Leaving behind his breakfast, Damian got up to investigate this strangeness. There was no way anybody could have gotten in to leave something for him; only two others even knew the exact location of his cabin, and the road it was on was not on any public maps. But there was also no way for him to have forgotten about something, given that his possessions were so few up here. As he got closer, he could see that the object was made out of some smooth, light bluish-gray metal. It was a sort of cuboid framework, about a foot on each side, on which were a number of beads or spheres. Damian tried to remember what it reminded him of, and it finally came to him: an abacus.
He picked it up in his hands and looked at it closer. The intersecting branches of the thing crossed each other in ways that seemed to violate reality. He grabbed one of the spheres on the outside edge and tried to move it; it slid along its path smoothly and silently. However, when he reached inside to grab one of the inner spheres, his hand missed its goal entirely and he grasped a sphere that should have been inches away from his fingers.
It was some kind of optical-illusion kids’ toy, he decided as he set it down. But it still worried him that the object had just randomly showed up in his cabin. He had never seen it before in his life, so there was no way it was his. The only possibility that made sense was that it had been left behind by careless trespassers who had visited sometime before summer.
He decided to forget about it and proceed with his workout. It worked; thoughts of the mysterious abacus couldn’t intrude when he was singularly focused on his fitness goals. Even when he finished his day with dinner and then a few hours of reading, the unknown object didn’t enter his thoughts. Only when he was drifting off to sleep, in the hazy realm between consciousness and unconsciousness, did it reappear in his mind’s eye.
The next morning, Damian woke up and immediately noticed that the tranquility which typified a Cascadian morning was not with him. On the edge of his memory clung the remnants of some unsettling dreams, but the specifics of those dreams had been ceded to the night.

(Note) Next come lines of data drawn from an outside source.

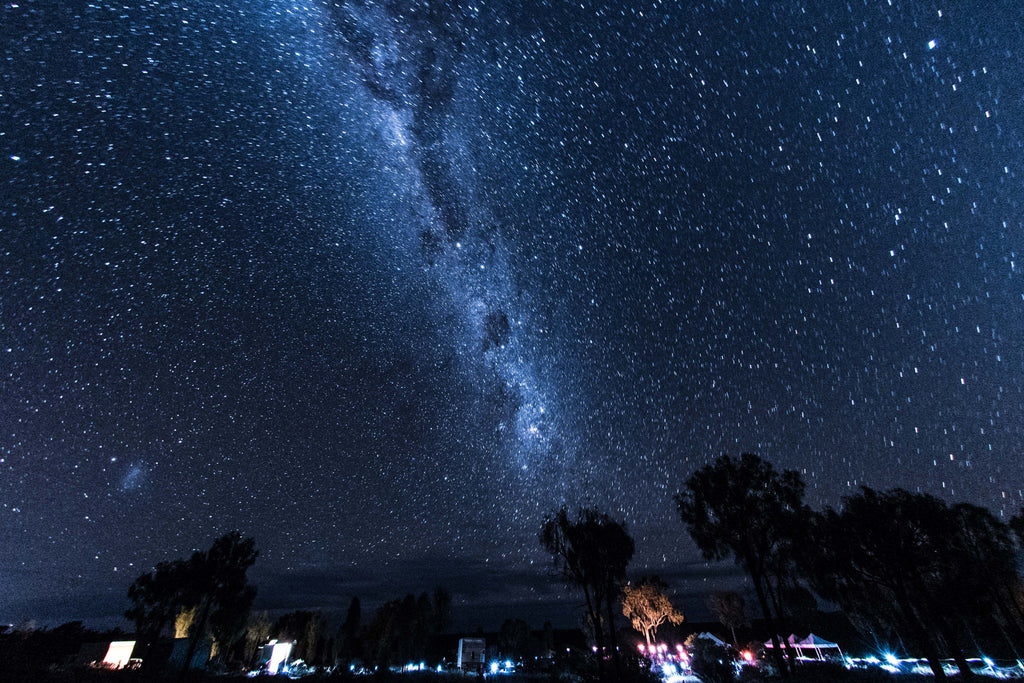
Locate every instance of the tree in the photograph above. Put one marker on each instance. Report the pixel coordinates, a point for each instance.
(216, 586)
(728, 607)
(156, 598)
(305, 629)
(346, 643)
(592, 553)
(211, 583)
(514, 639)
(407, 630)
(711, 662)
(258, 630)
(647, 606)
(913, 566)
(745, 509)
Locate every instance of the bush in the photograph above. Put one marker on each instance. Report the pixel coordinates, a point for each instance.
(711, 663)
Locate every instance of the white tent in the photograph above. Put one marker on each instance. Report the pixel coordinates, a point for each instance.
(715, 639)
(818, 645)
(811, 647)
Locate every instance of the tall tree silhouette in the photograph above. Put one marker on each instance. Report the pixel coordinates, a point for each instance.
(212, 583)
(745, 509)
(729, 608)
(592, 553)
(910, 564)
(156, 598)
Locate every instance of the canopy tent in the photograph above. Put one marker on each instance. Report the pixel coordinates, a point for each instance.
(811, 647)
(713, 638)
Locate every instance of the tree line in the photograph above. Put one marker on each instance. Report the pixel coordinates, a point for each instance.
(906, 567)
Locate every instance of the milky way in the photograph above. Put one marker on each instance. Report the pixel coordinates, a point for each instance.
(382, 283)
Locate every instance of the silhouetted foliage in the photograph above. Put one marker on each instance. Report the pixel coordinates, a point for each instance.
(307, 630)
(710, 662)
(730, 609)
(910, 565)
(157, 597)
(515, 641)
(213, 583)
(592, 553)
(406, 631)
(347, 647)
(747, 510)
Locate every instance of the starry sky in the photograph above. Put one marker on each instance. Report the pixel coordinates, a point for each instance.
(382, 283)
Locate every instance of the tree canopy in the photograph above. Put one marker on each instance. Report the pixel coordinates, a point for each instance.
(647, 606)
(592, 553)
(748, 510)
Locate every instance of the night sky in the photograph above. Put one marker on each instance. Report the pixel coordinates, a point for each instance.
(380, 284)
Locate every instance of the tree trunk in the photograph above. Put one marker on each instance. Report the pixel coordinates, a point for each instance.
(776, 649)
(923, 637)
(612, 638)
(199, 630)
(952, 642)
(595, 622)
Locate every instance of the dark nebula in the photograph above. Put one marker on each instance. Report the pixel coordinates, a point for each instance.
(382, 283)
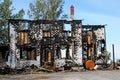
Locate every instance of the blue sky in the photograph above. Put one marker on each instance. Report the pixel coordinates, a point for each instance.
(99, 12)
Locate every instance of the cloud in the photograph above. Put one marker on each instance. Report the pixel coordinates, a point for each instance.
(112, 28)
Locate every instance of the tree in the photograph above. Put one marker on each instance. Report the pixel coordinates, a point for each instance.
(6, 9)
(45, 9)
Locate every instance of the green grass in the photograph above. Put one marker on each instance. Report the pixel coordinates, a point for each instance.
(4, 75)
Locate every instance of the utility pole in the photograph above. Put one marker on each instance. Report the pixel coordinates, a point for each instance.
(113, 56)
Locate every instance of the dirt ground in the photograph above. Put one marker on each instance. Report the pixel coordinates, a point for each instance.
(87, 75)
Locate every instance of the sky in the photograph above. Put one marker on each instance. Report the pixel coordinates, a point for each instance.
(92, 12)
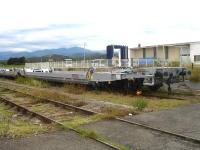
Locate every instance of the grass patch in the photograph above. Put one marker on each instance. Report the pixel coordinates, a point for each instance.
(154, 104)
(77, 120)
(140, 104)
(195, 75)
(32, 82)
(16, 127)
(111, 113)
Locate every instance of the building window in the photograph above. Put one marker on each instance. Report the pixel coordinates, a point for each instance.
(196, 58)
(144, 53)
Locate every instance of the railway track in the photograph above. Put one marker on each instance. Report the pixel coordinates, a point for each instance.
(86, 112)
(53, 112)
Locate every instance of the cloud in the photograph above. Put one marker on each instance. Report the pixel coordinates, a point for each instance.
(52, 36)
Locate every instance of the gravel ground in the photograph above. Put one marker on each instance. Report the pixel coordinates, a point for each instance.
(184, 120)
(52, 141)
(135, 137)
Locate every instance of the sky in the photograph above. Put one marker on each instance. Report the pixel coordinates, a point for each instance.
(29, 25)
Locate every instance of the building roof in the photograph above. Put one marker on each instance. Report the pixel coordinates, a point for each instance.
(174, 44)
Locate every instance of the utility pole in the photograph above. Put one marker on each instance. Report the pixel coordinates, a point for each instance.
(85, 44)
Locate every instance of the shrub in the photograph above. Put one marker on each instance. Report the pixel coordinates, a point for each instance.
(140, 104)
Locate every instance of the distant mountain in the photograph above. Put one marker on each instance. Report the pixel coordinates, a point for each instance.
(70, 52)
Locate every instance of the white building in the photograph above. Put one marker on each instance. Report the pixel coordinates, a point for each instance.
(188, 52)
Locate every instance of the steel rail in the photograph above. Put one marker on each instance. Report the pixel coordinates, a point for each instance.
(49, 120)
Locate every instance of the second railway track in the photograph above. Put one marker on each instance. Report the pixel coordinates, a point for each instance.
(48, 111)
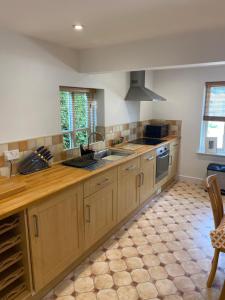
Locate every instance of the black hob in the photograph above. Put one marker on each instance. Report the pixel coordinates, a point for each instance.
(147, 141)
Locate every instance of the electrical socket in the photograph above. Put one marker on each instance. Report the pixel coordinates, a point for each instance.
(12, 154)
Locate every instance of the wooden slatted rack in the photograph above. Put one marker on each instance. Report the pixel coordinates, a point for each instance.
(13, 281)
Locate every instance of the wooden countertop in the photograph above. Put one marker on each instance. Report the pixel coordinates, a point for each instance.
(44, 183)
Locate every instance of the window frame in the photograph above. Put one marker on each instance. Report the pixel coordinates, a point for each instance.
(206, 119)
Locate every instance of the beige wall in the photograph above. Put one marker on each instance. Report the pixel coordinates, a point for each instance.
(184, 90)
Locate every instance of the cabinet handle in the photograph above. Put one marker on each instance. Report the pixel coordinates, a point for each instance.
(88, 207)
(139, 180)
(103, 182)
(130, 168)
(150, 158)
(36, 228)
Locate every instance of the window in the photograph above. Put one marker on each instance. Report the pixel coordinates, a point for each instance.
(214, 114)
(78, 115)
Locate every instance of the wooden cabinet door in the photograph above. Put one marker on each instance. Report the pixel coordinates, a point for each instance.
(148, 162)
(55, 227)
(128, 188)
(174, 148)
(100, 213)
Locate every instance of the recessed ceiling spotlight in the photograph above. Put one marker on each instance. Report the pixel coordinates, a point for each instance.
(78, 27)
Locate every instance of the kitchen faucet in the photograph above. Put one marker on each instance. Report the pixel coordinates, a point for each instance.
(94, 133)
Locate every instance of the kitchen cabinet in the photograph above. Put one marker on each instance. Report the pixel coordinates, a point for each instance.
(128, 188)
(173, 164)
(55, 227)
(100, 206)
(148, 164)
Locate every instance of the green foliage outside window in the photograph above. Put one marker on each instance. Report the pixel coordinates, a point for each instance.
(76, 112)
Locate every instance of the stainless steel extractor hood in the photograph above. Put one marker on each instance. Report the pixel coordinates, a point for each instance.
(138, 91)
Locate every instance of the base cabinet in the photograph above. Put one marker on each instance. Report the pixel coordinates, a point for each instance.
(148, 164)
(55, 227)
(128, 188)
(100, 213)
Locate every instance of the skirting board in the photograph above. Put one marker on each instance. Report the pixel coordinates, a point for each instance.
(190, 179)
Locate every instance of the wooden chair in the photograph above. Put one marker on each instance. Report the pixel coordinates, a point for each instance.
(217, 235)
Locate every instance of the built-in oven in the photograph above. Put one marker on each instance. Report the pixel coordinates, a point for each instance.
(162, 162)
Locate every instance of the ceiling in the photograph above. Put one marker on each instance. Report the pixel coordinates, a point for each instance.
(109, 22)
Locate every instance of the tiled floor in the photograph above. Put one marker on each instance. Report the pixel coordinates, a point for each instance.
(162, 253)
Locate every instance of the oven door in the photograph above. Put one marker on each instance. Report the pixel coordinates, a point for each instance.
(162, 165)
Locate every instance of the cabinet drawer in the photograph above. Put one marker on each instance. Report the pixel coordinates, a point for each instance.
(98, 182)
(131, 166)
(174, 145)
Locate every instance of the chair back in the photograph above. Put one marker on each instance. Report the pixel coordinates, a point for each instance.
(215, 199)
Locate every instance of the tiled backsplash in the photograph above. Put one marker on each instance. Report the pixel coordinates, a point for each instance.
(134, 130)
(129, 131)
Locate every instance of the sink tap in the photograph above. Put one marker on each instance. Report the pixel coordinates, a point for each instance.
(94, 133)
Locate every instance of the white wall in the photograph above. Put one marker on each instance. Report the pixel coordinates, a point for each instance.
(30, 74)
(189, 48)
(184, 89)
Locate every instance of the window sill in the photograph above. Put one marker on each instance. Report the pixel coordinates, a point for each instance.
(218, 154)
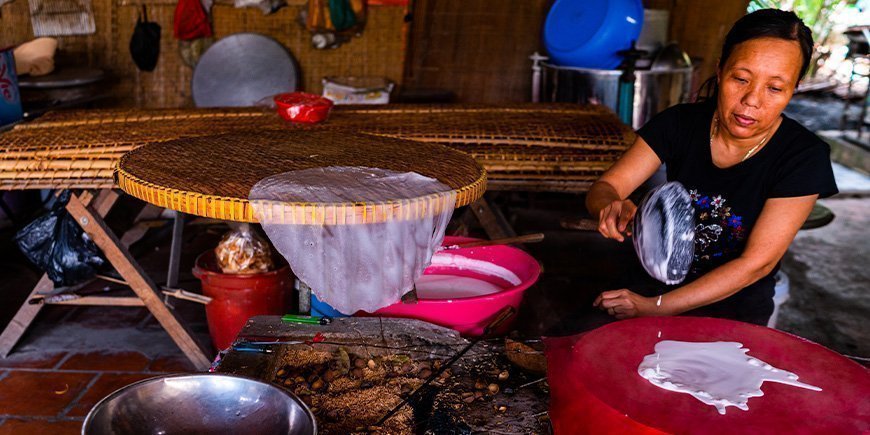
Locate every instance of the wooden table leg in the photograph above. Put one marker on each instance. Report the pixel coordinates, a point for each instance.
(492, 220)
(27, 313)
(139, 281)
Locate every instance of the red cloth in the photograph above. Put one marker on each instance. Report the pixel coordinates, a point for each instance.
(191, 21)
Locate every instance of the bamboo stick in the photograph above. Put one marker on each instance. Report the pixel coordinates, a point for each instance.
(41, 165)
(85, 173)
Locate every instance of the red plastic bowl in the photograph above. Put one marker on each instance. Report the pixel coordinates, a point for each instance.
(302, 107)
(470, 315)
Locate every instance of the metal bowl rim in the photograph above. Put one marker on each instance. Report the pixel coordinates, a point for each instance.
(90, 416)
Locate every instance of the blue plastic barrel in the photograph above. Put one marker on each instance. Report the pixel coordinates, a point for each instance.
(589, 33)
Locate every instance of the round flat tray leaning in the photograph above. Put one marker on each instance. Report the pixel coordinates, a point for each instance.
(212, 176)
(241, 69)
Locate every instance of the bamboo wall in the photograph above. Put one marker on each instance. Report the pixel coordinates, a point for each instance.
(478, 49)
(380, 51)
(700, 26)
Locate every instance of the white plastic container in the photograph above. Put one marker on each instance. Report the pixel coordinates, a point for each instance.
(357, 90)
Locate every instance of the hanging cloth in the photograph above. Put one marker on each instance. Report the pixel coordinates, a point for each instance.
(145, 43)
(191, 21)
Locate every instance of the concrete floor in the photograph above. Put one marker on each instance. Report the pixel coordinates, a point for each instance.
(830, 280)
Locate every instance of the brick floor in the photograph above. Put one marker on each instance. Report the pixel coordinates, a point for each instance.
(106, 384)
(32, 360)
(107, 362)
(72, 357)
(14, 426)
(40, 393)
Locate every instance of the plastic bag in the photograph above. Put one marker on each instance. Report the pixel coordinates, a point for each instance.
(57, 244)
(352, 262)
(242, 251)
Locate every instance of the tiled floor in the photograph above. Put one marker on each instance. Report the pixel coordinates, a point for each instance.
(72, 357)
(51, 392)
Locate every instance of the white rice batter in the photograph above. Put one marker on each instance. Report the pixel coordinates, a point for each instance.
(716, 373)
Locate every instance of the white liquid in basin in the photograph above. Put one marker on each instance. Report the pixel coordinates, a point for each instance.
(460, 262)
(452, 287)
(716, 373)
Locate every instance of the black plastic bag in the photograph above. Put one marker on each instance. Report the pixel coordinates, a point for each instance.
(57, 244)
(145, 43)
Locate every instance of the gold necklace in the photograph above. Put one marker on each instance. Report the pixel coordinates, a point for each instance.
(715, 130)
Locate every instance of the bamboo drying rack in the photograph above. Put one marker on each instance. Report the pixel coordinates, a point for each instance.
(212, 176)
(522, 146)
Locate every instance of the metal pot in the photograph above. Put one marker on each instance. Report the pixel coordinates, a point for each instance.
(200, 403)
(654, 91)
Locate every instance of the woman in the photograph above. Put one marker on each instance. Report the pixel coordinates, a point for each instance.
(753, 174)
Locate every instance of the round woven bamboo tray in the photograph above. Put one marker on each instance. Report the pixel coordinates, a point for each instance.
(212, 176)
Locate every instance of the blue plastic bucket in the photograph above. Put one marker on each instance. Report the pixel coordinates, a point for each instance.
(320, 308)
(589, 33)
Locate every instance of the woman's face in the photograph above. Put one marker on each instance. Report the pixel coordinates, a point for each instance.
(756, 83)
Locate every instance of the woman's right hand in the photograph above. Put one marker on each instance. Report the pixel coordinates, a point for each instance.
(613, 220)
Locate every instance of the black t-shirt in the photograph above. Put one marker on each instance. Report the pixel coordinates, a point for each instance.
(794, 162)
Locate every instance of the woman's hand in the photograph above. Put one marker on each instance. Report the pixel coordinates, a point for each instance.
(625, 304)
(613, 220)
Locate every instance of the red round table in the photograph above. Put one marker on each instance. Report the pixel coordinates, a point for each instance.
(595, 387)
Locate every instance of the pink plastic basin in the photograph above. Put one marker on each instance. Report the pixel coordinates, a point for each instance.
(471, 314)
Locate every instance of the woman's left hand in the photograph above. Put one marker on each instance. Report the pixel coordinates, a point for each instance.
(625, 304)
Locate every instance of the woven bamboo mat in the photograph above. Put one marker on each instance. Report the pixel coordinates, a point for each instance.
(212, 176)
(540, 142)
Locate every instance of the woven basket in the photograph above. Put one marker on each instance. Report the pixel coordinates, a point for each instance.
(79, 148)
(212, 176)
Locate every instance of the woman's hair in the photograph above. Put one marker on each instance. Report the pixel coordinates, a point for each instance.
(763, 23)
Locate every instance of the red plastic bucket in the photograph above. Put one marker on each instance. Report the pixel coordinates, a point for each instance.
(237, 298)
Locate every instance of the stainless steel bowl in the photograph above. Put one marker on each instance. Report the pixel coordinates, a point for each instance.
(200, 404)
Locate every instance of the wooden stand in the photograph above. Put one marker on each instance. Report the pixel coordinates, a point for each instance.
(89, 212)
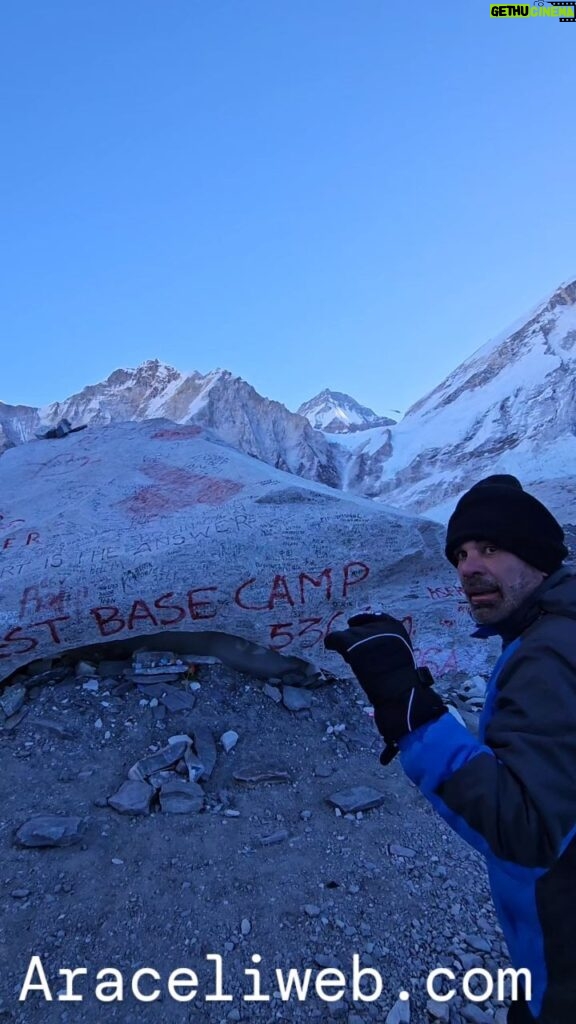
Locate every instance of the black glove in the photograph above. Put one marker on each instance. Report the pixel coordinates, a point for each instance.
(378, 651)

After dressing, he walked into the living area. His gaze immediately sought out the abacus, hoping against hope that it had disappeared just as unexpectedly as it had appeared. His noted with disappointment that the bizarre cubic meshwork was still there, but it was the sight of the new object next to it that completely deflated his mood.
Another puzzling gadget had appeared in the cabin overnight, slightly larger than the first, and with more curvature in structure than the first, but still with those counters placed along all the edges. Reluctantly stepping towards it, he picked it up to investigate it closer. Unlike the first abacus, this one had tetrahedrons in addition to spheres to assist in whatever strange tabulation the device was capable of performing.
Feeling a sudden, fleeting jolt of understanding rock him, he threw the device away from him, where it clattered harmlessly to the floor. What had just happened?